Currently we configured exclude rules for e.g. evarchivepoint.xml, evfolderpoint.xml, ~$evfsatemp*.tmp, this seems to be a workaround for new scans. But we had an original scan without such filter/exclude rules and the files still show up in DI. They are not removed.
How can these files be deleted from the database? The documentation shows nothing about database manipulation. There are some CLI-files in the Data Insight directory, but i found nothing to easily find and delete database entries.
We would require a support case for this issue as once a file makes it into the indices for the Symantec DataInsight (SDI) product the method for removal is aging as per the data retention policy in place. This policy removes the access events and not the files themselves.
We would likely need a Product Action Request (PAR) which equates to an enhancement to the product design. Meanwhile I will run some testing in preparation for the case and see what the limitation would be to removing specific files from specific shares stored on an indexer in the indices.

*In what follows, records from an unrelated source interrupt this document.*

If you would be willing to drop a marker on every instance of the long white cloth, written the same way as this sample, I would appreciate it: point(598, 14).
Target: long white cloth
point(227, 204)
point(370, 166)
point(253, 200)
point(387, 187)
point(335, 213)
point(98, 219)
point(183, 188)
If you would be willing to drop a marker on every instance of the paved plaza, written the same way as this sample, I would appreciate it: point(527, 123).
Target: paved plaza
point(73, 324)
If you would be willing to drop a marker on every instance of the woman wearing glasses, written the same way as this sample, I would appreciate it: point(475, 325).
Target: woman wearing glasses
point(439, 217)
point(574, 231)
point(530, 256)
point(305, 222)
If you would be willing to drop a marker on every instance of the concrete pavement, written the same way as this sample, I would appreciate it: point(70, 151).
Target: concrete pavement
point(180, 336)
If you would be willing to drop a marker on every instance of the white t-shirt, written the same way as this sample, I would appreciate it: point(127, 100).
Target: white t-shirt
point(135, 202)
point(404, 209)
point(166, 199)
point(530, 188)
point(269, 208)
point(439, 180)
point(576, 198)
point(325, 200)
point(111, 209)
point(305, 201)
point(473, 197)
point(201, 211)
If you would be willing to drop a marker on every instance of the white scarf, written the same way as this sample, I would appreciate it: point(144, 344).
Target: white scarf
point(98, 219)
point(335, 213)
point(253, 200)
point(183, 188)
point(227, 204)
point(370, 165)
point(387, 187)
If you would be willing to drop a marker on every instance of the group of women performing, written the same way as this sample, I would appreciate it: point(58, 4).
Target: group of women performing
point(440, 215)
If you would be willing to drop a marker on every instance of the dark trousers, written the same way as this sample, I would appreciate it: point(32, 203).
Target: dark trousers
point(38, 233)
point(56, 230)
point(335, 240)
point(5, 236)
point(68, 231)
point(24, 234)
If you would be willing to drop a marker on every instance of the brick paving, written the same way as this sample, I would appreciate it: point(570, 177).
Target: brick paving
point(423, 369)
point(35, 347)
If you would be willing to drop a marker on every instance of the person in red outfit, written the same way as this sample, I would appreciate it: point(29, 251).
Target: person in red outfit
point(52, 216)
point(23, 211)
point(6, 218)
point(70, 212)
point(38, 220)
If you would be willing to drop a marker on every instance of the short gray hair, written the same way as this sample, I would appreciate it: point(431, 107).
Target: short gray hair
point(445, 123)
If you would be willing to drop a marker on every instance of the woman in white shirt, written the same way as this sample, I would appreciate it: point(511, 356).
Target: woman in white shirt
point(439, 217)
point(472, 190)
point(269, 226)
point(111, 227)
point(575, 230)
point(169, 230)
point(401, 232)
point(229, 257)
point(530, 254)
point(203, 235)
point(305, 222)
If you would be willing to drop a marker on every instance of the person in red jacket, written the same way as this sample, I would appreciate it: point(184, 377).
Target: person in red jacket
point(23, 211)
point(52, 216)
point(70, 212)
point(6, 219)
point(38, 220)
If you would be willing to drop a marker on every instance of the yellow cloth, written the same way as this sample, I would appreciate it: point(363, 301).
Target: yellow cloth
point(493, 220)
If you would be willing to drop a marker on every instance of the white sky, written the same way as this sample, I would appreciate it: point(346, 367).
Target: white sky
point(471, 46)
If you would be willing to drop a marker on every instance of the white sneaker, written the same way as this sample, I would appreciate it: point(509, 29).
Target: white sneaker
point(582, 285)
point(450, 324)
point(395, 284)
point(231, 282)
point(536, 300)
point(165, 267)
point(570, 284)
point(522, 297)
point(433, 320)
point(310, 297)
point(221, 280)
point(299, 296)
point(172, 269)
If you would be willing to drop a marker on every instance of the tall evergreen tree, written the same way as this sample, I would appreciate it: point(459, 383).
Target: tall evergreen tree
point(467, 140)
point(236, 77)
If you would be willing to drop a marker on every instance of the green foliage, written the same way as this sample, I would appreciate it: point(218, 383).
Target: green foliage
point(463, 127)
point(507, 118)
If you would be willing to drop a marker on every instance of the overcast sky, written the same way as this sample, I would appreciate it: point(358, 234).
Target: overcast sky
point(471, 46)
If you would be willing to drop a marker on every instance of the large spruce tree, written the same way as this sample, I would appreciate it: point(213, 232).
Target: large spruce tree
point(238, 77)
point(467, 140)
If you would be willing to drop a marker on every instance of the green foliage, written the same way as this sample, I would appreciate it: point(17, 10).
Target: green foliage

My assumption is that you are using exclusion rules that equate to pattern matching and not on the directory structure itself. I would expect a scan-resync to clear out the path hierarchy if you had excluded the root folder form scanning. I will also see if there have been any other requests for similar removals as likely the only current method would be manipulation of the databases themselves to delete the record containing the file reference object you see when looking in the workspace of the Console.